Structure–function relationship during the early and long‐term hydration of one‐part alkali‐activated slag

Abstract

Understanding the mechanisms controlling the early (fresh) and long-term (hardened) hydration of one-part alkali-activated slags (AAS) is key to extend their use as low CO2 substitutes for ordinary Portland cement (OPC). Their “just add water” use makes them easier and less hazardous to manipulate than the more studied two-part ones. This is due to the absence of liquid alkaline activators, which are environmentally and energy demanding. In this work, numerous experimental techniques have been linked to obtain a comprehensive physico-chemical characterization of a one-part AAS activated with Na2CO3 and Ca(OH)2 powders at several water to solid ratios (w/s). Calorimetry and pH/conductivity measurements describe the functioning of the activators immediately after contact with water.

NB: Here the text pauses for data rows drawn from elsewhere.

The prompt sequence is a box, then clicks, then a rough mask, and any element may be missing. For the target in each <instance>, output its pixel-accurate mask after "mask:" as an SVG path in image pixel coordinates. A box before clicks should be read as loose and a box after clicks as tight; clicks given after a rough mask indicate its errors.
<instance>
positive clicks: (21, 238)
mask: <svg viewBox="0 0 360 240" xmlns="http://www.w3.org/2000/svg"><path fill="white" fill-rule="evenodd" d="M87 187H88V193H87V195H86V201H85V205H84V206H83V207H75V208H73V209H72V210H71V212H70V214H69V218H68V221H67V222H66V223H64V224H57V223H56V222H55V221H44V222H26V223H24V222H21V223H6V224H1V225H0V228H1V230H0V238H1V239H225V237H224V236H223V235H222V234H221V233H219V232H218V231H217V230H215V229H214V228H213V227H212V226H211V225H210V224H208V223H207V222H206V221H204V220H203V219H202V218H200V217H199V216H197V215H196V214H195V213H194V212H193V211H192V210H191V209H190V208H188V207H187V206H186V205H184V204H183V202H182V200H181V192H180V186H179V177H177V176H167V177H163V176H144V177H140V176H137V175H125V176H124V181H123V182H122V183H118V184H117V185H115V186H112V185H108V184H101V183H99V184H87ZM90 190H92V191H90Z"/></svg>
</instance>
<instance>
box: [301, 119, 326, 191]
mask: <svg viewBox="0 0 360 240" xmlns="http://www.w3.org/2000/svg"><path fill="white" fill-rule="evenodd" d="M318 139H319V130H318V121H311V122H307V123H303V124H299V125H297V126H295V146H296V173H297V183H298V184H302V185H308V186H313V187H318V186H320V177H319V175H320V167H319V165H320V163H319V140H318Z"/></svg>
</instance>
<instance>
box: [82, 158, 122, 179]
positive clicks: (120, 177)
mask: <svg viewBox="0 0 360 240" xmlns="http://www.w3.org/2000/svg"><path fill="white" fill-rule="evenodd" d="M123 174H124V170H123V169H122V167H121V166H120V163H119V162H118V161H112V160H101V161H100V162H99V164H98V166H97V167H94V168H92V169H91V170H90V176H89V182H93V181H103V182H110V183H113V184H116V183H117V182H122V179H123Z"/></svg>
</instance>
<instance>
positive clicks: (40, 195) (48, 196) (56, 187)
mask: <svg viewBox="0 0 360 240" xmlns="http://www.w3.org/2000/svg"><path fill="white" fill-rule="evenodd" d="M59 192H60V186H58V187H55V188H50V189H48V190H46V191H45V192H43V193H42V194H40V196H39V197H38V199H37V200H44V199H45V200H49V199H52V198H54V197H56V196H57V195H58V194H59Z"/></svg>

Early reactivity is characterized through in situ X-ray powder diffraction (XRPD) and small amplitude oscillatory shear (SAOS) rheology, which reveal a rapid precipitation of nanometric hydration products (nano-C-A-S-H), which results in a continuous increase in the paste cohesivity until setting. Moreover, SAOS shows that rejuvenating the paste by means of shearing (performed externally to the rheometer in this study) is enough to restore the initial cohesion (i.e., workability) for long time spans until setting occurs. The long-term hydration is characterized by ex situ XRPD on aged AAS pastes, in parallel with mechanical testing on AAS mortar. A correlation can be observed between the amount of nano-C-A-S-H and the increase in compressive strength. Overall, this formulation shows satisfactory fresh and solid properties, demonstrating suitability for low- and normal-strength applications.